The disk came online as /dev/sde:
[Tue Jan 24 15:36:22 2017] scsi 0:0:4:0: Direct-Access ATA WDC WD4000F9YZ-0 1A02 PQ: 0 ANSI: 6
[Tue Jan 24 15:36:22 2017] scsi 0:0:4:0: SATA: handle(0x000b), sas_addr(0x4433221101000000), phy(1), device_name(0x50014ee004236411)
[Tue Jan 24 15:36:22 2017] scsi 0:0:4:0: SATA: enclosure_logical_id(0x5001e67a2b9b8000), slot(1)
[Tue Jan 24 15:36:22 2017] scsi 0:0:4:0: atapi(n), ncq(y), asyn_notify(n), smart(y), fua(y), sw_preserve(y)
[Tue Jan 24 15:36:22 2017] scsi 0:0:4:0: qdepth(32), tagged(1), simple(0), ordered(0), scsi_level(7), cmd_que(1)
[Tue Jan 24 15:36:22 2017] sd 0:0:4:0: Attached scsi generic sg4 type 0
[Tue Jan 24 15:36:22 2017] sd 0:0:4:0: [sde] 7814037168 512-byte logical blocks: (4.00 TB/3.63 TiB)
[Tue Jan 24 15:36:22 2017] sd 0:0:4:0: [sde] 4096-byte physical blocks
[Tue Jan 24 15:36:22 2017] sd 0:0:4:0: [sde] Write Protect is off
[Tue Jan 24 15:36:22 2017] sd 0:0:4:0: [sde] Mode Sense: 7f 00 10 08
[Tue Jan 24 15:36:22 2017] sd 0:0:4:0: [sde] Write cache: enabled, read cache: enabled, supports DPO and FUA
[Tue Jan 24 15:36:22 2017] sde: unknown partition table
[Tue Jan 24 15:36:22 2017] sd 0:0:4:0: [sde] Attached SCSI disk
And is identified as:
Show quoted text Serial Number: WD-WCC5D4CLCZJF
Logical Unit WWN Device Identifier: 50014ee004236411
Switched off the LED.
Added the new WWN to the block-device udev mapping as dde and ran
sudo udevadm control --reload
sudo udevadm trigger
Verified that the /dev/dde symlink was created (ls -l /dev/dde*)
Re-ran Puppet to create the OSD
sudo puppet agent -t
A tricky part in our current (mostly manual) process is noticing when the service supplier replaces the disk.
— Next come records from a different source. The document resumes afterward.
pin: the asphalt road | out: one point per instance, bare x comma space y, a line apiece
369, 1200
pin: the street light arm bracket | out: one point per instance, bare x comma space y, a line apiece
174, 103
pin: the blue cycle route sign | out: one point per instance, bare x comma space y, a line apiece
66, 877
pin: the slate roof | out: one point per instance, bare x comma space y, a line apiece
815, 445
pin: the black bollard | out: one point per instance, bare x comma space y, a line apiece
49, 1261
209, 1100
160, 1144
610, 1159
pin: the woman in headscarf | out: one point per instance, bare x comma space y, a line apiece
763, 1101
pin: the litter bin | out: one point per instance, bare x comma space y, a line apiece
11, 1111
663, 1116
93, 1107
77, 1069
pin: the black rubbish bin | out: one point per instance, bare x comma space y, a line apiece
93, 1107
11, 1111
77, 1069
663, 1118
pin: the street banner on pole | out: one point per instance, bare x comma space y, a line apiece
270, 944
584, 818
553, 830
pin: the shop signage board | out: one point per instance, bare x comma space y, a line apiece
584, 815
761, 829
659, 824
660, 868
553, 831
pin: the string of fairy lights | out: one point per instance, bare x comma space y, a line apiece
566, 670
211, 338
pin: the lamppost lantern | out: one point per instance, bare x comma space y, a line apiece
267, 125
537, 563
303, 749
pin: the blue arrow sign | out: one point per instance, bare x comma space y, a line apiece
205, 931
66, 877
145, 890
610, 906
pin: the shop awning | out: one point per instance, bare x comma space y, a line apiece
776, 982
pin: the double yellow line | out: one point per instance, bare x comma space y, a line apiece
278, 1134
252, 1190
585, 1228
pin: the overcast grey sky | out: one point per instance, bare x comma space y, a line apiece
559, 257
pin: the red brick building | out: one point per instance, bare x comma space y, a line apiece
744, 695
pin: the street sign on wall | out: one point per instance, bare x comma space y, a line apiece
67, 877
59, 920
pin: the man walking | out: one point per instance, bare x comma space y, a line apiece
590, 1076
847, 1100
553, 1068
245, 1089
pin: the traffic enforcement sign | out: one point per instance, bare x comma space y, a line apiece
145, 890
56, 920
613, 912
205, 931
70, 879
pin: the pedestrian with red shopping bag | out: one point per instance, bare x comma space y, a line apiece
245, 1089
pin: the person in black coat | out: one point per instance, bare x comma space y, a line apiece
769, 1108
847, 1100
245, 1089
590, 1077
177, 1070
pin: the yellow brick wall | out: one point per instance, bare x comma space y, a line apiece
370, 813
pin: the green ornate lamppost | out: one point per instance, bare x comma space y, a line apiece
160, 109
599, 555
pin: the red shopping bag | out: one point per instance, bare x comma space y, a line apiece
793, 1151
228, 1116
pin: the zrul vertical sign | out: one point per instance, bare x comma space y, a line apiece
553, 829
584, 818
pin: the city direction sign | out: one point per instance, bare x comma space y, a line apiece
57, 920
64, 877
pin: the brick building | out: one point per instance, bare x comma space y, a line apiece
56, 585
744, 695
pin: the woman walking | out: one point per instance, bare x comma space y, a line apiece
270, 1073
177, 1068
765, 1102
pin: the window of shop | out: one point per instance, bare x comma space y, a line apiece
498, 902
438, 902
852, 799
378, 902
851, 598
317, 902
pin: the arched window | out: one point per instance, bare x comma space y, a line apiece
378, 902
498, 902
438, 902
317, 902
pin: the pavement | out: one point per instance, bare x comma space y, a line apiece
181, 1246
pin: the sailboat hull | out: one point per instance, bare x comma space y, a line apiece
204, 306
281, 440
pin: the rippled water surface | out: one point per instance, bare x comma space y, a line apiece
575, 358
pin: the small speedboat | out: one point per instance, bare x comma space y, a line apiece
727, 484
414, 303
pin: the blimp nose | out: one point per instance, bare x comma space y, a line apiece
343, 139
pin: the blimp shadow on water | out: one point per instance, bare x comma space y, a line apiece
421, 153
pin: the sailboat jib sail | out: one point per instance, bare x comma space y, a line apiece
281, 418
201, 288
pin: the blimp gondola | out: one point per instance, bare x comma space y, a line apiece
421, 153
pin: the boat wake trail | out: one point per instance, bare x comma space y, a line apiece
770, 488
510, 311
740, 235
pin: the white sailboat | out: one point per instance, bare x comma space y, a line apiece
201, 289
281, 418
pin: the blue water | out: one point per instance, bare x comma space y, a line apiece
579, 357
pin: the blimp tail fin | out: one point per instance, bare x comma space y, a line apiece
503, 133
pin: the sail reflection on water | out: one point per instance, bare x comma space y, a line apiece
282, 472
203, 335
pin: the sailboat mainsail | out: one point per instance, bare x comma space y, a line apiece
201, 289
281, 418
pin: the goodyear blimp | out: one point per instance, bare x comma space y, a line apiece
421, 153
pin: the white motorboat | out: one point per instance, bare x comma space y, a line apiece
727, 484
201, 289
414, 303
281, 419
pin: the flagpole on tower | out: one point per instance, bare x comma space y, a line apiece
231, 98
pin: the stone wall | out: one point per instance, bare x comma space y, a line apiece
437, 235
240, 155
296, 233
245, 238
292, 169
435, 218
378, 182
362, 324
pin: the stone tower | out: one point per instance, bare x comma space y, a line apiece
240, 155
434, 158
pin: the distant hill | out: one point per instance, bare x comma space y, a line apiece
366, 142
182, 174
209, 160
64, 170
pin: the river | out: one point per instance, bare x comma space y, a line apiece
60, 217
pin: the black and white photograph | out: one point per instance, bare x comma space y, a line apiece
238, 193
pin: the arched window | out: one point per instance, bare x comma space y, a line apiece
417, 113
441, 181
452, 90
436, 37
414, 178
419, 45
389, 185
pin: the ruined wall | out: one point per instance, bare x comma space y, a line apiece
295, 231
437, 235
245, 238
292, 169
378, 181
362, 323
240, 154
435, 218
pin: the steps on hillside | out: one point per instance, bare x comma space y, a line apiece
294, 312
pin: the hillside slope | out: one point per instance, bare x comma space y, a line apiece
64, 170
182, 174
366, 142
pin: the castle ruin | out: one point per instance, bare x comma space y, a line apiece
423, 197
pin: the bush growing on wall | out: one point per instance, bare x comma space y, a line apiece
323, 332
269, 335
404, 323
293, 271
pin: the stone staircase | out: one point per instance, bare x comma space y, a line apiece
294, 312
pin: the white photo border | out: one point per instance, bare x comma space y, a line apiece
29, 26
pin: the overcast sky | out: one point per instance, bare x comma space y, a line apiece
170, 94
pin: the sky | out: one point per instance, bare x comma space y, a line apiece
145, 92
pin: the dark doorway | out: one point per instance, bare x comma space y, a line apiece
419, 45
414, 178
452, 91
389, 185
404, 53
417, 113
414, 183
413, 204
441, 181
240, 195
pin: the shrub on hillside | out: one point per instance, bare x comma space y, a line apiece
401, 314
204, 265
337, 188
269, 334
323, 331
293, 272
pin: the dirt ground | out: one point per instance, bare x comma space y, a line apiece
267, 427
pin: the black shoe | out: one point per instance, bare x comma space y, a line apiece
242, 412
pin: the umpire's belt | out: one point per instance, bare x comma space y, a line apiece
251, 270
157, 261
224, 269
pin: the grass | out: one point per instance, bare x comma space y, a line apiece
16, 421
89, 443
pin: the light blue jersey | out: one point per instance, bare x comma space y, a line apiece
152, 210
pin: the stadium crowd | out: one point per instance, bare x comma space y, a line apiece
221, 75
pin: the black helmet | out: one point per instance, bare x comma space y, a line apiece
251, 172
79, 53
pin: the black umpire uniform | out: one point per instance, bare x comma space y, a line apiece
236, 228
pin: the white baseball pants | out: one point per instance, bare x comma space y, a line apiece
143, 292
But presumably this is something that can be automated: When a disk is inserted, the OS will discover it and log something; we could have a periodic script that discovers this event in the log and kicks the process. Or we could even insert such a script as a "hook" that is called by the OS right when the new device is discovered. We except a few replacement disks in the next days/weeks, so that will be a great opportunity to develop and test such automation.